The third is the efficient synthesis of resveratrol through metabolic remodeling in lipolytic yeast. Starting from unconventional yeast lipolytic Arlo's yeast, different resveratrol synthesis genes were screened, and the shikimic acid pathway was strengthened. The fusion expression of coumarin CoA ligase and stilbene synthase was achieved, and the synergistic expression of tyrosine and phenylalanine ammonia lyase pathways increased precursor supply, ultimately redistributing carbon metabolism flow, achieving efficient accumulation of coumarin acid and resveratrol. These results indicate that unconventional yeast lipolytic yeast is an excellent host for the production of resveratrol. Starting from the strain of Lactobacillus lipolyticus, which enhances the synthesis of coumaric acid by its precursor, the efficient synthesis of resveratrol was achieved by integrating key rate limiting step genes using a multi-copy integration tool and enhancing the supply of malonyl coenzyme A.

The fourth is to optimize the fermentation process based on the study of microbial physiological characteristics. Referring to the known stoichiometric relationships of biochemical reactions, as well as the metabolic pathways and physiological metabolic characteristics of lipolytic yeast, the fermentation process was optimized to keep lipolytic yeast in yeast form during the fermentation process, achieving high production of resveratrol and laying the foundation for industrial production.
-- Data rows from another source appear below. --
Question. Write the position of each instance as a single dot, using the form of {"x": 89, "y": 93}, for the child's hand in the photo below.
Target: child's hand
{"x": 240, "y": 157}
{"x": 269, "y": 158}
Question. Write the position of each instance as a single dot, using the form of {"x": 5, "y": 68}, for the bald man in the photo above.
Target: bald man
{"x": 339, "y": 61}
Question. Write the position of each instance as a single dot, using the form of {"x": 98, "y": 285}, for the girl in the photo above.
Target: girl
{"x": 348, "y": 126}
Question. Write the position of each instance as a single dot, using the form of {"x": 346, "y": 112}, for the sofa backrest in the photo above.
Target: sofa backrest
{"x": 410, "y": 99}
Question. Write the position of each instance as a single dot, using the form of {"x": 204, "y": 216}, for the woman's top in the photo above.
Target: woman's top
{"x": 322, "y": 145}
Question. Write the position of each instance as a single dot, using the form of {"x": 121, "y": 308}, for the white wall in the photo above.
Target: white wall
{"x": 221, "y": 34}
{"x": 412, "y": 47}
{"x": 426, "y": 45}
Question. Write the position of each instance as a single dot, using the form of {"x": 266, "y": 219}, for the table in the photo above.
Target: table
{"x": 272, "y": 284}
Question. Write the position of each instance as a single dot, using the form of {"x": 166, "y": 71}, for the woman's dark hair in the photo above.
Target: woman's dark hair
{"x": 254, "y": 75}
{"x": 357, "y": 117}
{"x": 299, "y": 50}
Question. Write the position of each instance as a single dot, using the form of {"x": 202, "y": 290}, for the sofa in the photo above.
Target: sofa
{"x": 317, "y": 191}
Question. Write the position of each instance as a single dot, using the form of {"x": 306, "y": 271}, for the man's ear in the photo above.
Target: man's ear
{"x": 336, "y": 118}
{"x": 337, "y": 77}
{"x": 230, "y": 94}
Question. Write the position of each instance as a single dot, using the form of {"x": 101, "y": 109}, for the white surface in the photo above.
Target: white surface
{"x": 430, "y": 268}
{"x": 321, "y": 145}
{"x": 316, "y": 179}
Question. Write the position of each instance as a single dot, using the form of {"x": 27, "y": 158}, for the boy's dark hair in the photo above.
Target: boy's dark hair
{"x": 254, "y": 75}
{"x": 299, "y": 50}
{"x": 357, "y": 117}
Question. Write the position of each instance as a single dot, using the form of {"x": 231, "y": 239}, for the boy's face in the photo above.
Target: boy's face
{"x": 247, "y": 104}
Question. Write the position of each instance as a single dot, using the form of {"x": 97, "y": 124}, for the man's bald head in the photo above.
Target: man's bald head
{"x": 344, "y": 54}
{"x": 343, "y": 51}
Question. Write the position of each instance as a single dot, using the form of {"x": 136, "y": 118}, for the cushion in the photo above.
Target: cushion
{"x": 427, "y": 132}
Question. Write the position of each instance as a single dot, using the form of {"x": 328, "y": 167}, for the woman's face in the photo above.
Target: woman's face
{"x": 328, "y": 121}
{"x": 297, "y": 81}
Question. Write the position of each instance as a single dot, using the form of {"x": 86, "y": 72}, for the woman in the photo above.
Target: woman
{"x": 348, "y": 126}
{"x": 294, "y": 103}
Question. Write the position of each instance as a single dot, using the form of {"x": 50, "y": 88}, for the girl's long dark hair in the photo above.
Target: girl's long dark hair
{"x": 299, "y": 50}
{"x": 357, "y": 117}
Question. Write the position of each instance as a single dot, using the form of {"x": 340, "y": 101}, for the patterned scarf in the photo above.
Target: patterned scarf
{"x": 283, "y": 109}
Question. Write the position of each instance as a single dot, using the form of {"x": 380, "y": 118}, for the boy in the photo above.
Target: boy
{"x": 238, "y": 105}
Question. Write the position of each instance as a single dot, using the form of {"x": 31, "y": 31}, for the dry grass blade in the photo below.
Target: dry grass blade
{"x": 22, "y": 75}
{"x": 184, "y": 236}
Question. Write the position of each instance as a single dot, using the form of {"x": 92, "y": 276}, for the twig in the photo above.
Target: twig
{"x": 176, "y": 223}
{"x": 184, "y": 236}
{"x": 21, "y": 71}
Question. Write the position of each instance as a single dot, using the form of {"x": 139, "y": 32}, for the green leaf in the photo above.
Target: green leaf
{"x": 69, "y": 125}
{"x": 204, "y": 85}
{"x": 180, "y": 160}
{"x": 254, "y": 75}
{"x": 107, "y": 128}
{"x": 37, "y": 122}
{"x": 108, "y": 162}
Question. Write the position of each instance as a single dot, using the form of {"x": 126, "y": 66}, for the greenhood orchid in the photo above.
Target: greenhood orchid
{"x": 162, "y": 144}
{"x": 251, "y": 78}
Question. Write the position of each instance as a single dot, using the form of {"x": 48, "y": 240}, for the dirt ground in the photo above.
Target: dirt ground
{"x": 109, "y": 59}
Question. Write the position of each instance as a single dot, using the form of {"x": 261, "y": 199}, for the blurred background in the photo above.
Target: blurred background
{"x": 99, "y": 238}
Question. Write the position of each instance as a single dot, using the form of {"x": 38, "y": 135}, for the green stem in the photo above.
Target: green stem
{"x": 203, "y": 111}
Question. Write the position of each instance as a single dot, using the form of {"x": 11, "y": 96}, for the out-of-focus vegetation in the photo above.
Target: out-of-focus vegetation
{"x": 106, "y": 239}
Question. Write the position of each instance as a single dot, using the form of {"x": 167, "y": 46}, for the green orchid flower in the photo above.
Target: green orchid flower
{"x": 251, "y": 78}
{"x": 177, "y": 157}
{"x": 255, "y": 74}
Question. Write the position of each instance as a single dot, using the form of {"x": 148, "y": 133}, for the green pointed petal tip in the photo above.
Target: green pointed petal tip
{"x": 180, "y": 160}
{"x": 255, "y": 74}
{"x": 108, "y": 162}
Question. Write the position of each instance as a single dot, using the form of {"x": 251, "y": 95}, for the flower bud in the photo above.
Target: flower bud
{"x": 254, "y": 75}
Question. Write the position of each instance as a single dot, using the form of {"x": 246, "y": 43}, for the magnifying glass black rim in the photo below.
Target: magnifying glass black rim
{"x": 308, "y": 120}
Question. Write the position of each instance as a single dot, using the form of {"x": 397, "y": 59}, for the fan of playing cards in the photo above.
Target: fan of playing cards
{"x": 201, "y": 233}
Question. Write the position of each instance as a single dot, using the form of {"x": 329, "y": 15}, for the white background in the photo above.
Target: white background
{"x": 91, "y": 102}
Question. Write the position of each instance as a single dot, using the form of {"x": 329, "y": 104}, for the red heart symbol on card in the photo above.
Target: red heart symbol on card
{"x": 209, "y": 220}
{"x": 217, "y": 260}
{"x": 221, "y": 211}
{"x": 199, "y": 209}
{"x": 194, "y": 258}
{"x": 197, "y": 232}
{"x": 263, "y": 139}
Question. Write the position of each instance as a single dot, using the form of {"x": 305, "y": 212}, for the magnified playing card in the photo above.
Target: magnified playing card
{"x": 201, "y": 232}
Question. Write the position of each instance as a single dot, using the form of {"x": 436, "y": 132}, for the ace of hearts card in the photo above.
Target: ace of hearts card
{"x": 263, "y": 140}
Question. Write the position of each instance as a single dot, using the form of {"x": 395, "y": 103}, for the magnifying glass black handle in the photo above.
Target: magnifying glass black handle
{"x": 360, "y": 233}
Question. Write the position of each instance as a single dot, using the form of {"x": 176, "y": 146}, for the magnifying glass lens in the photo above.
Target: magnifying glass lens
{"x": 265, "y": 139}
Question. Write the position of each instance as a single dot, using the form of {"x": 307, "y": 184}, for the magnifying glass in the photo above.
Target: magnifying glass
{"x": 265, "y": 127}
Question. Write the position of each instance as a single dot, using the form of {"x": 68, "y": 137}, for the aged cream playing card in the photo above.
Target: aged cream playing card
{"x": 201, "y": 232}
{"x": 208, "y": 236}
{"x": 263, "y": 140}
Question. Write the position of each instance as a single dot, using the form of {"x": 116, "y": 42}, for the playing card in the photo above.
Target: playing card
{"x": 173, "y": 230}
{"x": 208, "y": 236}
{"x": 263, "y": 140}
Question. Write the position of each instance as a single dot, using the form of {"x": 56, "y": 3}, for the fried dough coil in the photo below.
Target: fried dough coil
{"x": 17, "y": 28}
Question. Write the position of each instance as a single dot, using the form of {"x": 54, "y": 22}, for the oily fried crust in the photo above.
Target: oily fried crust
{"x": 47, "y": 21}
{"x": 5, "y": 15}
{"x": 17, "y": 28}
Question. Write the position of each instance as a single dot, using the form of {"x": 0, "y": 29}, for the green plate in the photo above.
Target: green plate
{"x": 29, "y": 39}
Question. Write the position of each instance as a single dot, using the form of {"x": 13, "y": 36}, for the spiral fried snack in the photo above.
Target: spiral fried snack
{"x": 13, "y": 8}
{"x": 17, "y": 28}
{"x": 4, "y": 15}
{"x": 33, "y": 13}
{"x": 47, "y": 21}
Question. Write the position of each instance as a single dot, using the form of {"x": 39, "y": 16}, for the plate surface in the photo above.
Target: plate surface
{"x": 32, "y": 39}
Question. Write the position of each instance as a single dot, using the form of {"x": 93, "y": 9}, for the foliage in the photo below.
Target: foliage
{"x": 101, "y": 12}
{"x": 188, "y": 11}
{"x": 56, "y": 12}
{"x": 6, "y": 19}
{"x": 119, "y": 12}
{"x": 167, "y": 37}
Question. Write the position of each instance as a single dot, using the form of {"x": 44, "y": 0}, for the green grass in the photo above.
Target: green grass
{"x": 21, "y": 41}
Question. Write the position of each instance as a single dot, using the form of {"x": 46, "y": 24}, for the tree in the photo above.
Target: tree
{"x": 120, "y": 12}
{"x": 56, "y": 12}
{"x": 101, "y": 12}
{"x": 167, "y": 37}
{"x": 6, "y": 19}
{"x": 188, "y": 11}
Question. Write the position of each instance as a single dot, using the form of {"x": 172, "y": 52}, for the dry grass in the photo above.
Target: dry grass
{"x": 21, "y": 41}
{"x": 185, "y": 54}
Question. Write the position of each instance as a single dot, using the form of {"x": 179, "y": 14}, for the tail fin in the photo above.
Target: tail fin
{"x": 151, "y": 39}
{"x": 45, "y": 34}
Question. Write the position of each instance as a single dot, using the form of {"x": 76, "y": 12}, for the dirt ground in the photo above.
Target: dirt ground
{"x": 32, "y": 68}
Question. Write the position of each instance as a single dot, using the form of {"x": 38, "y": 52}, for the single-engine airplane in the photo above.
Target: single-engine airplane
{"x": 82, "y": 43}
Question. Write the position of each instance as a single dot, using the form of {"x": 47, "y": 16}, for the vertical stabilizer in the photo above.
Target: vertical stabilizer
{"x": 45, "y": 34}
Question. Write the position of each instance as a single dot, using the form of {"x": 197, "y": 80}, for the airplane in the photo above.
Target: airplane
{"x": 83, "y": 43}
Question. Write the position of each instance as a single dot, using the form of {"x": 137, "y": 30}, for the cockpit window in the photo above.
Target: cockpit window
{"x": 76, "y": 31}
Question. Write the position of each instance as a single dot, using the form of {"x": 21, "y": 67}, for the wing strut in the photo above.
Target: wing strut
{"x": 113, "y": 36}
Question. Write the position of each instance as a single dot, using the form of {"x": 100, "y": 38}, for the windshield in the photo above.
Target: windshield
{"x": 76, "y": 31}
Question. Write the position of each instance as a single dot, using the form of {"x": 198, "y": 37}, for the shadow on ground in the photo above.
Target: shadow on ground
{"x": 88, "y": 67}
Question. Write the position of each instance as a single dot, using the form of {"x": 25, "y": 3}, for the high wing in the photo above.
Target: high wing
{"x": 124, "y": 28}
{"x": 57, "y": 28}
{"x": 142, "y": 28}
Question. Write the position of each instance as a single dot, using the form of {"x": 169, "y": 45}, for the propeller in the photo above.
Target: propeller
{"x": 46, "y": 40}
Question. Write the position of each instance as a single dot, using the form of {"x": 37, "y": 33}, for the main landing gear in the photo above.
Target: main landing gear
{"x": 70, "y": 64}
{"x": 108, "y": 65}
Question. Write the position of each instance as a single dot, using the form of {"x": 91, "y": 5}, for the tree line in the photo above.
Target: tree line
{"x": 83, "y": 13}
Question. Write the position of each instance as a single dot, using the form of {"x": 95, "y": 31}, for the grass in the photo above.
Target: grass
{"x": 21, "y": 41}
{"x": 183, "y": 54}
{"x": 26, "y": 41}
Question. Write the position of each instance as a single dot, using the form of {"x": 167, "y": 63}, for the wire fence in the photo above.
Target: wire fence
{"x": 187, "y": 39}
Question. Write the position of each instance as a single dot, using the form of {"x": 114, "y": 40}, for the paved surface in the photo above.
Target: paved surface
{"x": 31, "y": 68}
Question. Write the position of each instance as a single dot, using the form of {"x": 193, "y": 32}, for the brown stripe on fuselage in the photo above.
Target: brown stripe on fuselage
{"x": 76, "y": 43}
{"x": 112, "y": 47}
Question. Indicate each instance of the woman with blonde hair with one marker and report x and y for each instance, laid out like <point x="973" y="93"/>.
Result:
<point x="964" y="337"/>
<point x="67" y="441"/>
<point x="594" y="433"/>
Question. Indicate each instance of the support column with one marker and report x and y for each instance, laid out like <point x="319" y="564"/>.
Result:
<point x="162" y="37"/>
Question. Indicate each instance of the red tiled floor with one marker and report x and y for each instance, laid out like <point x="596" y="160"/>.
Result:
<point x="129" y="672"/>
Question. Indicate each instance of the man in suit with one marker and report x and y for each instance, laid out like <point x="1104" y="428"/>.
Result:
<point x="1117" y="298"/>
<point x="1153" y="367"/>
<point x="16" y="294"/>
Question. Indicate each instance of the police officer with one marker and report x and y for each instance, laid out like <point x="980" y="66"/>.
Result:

The fifth is to expand the scale of resveratrol fermentation industry and extract products. On the basis of the above research, the optimization control strategy of the fermentation process was used to control the environmental factors in the step-by-step amplification process of the high-yield resveratrol fermentation process of the lipolytic Arlo yeast. The industrial scale fermentation experiment was successfully achieved, and the yield, conversion rate, and production intensity were further improved. Resveratrol was extracted from fermentation broth using recyclable solvents, and the process conditions were systematically optimized, including pretreatment of fermentation broth, screening of decolorizing agents, and optimization of extraction conditions. The efficient separation and high-purity extraction of resveratrol were successfully achieved.

On site of expert appraisal meeting for resveratrol

The appraisal committee believes that the project has constructed an efficient resveratrol synthesis cell factory through research on synthetic gene screening, enhancement of shikimic acid pathway, reshaping of central carbon metabolism flow, optimization of key gene expression intensity, construction of multi copy integration tools, and high-throughput screening of high-yield strains in lipolytic Arlo yeast. The production, conversion rate, and production intensity of resveratrol in a 30 ton fermentation tank have reached international standards, and the separation and high-purity extraction of resveratrol produced by fermentation have been achieved.

Experts point out that this project has significant practical significance in achieving the industrial production of resveratrol through fermentation, breaking the monopoly of foreign companies on the production of resveratrol through synthetic biotechnology, and comprehensively improving the technical level of the resveratrol fermentation industry. It is recommended to further accelerate the promotion and application of project technology.